Introduction to R for Data Science (Part Five)
This is the fifth introduction to R. This would cover apply, math functions, Dplyr, and its features.
PS: Please read ‘Introduction to R for Data Science (Part Four)’ before reading this one. This is a continued version of part four.
Part four: Introduction to R for Data Science (Part Four)
Apply
Using the sample statement is going to randomize a number. It will give us a different number every time you want to run the code.
lapply() is going to take an input function and a vector(can be a list) and it is going to apply this function to every element in the vector. So in a nutshell, it’s saying go to every number and add a random number to it. It will store it as a list.
But sometimes, we don’t want a list, so we can use sapply(). This will give us a vector of five(since we have five numbers) with random numbers.
Math Functions
Basic math functions in R:
abs()
sum()
mean()
round()
abs() will give you the absolute value.
sum() will return the sum of all the values.
mean() will give you the mean.
round() will round the decimal. In this case, I want it to round by the second digit, so I put a comma two after the decimal. You can adjust it and put whatever number you want it to round to.
Here is a reference card to have when programming with R: https://cran.r-project.org/doc/contrib/Short-refcard.pdf
Regular Expressions
We’re going to focus on:
grepl()
grep()
grepl() is going to take in the term you’re searching for. In this case, I want to search for “there”. The second thing grepl() will take is the actual thing you want to search which is text in my case. This returns TRUE because ‘there’ is inside the text. If I put something else that isn’t in the text, it will return FALSE.
grep() will return the index location. In this case, I want to know where ‘b’ is, so I’ll use grep() and the results show that it is in the second row. If there was multiple ‘b’ it will show multiple locations like how I did it with ‘c’.
Data Manipulation
Using Dplyr
We’re going to install dplyr. So in order to install it put these steps into your R console:
install.packages(‘dplyr’)
install.packages(‘nycflights13’)
library(dplyr)
library(nycflights13)
Note that nycflights13 is the dataset that I’m going to be using. You can use a different data set if you want.
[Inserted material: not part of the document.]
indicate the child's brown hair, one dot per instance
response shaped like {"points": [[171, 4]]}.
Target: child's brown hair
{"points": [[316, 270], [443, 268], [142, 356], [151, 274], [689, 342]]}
In order to manipulate data we can use:
filter()
slice()
arrange()
select()
rename()
distinct()
mutate()
transmute()
summarise()
sample_n()
sample_frac
filter() is going to let us filter our data by choosing what we want to filter out of. Here I have filtered all flights that happen on December 5 and specified that the carrier is American Airlines. This gave me all the flights that happen on that date with American Airlines. Note that it didn’t give me all the flights because I have used head(). I’ve used head(), so it doesn’t fill up my screen with data.
slice() is going to allow you to select rows by positions. In this case, I want the first ten rows, so I put 1:10.
arrange() is going to let us order our data from lowest to highest since this is the default. In this case, I have ordered it by year, month, day, and arr_time. If you want descending order, put desc. I have put descending order on months, so now it shows December first.
select() will allow us to zoom in on a useful subset. It’ll help you gather more data quickly. In this case, it shows me the carrier column since I have selected it. You can also put more rows in like how I put arr_time and months in the second example.
rename() is going to allow you to rename your rows. In this case, I have renamed the carrier into airline_carrier.
distinct() is going to allow us to select the distinct values or unique values in a column. In this case, I have selected carrier and it returns me the unique values. This is similar to the DISTINCT function in SQL.
mutate() will allow us to create another column. In this case, I have created another column of arr_delay - dep_delay. It’s useful when you want to create a formula like how I wanted a column that was based on arrival time minus departure time.
transmute() is similar to mutate(), but with transmute, it only outputs the new column. So mutate will return the entire data set, while transmute will only return the new column you have created.
summarise() will allow us to collapse data frames into single rows using a function that aggregates a result. In this case, I want the mean of the total air_time, so it returns 151. It only returns one row because it’s an aggregate of all the rows. Note that na.rm = TRUE is removing missing data or N/A. There is going to be data that are missing, so we would use na.rm = TRUE. avg_air_time is the name and you can call it whatever you want.
In the second summarise example, I wanted the total time, so I switched out the mean with sum and changed the name to total_time. summarise() is similar to the GROUP BY function in SQL.
sample_n() will give us a random row. In this case, the output is ten random rows.
sample_frac() is similar to sample_n(), but sample_frac is percentage. So if I wanted 10 percent of the rows, I would write 0.1.
[END of Part Five]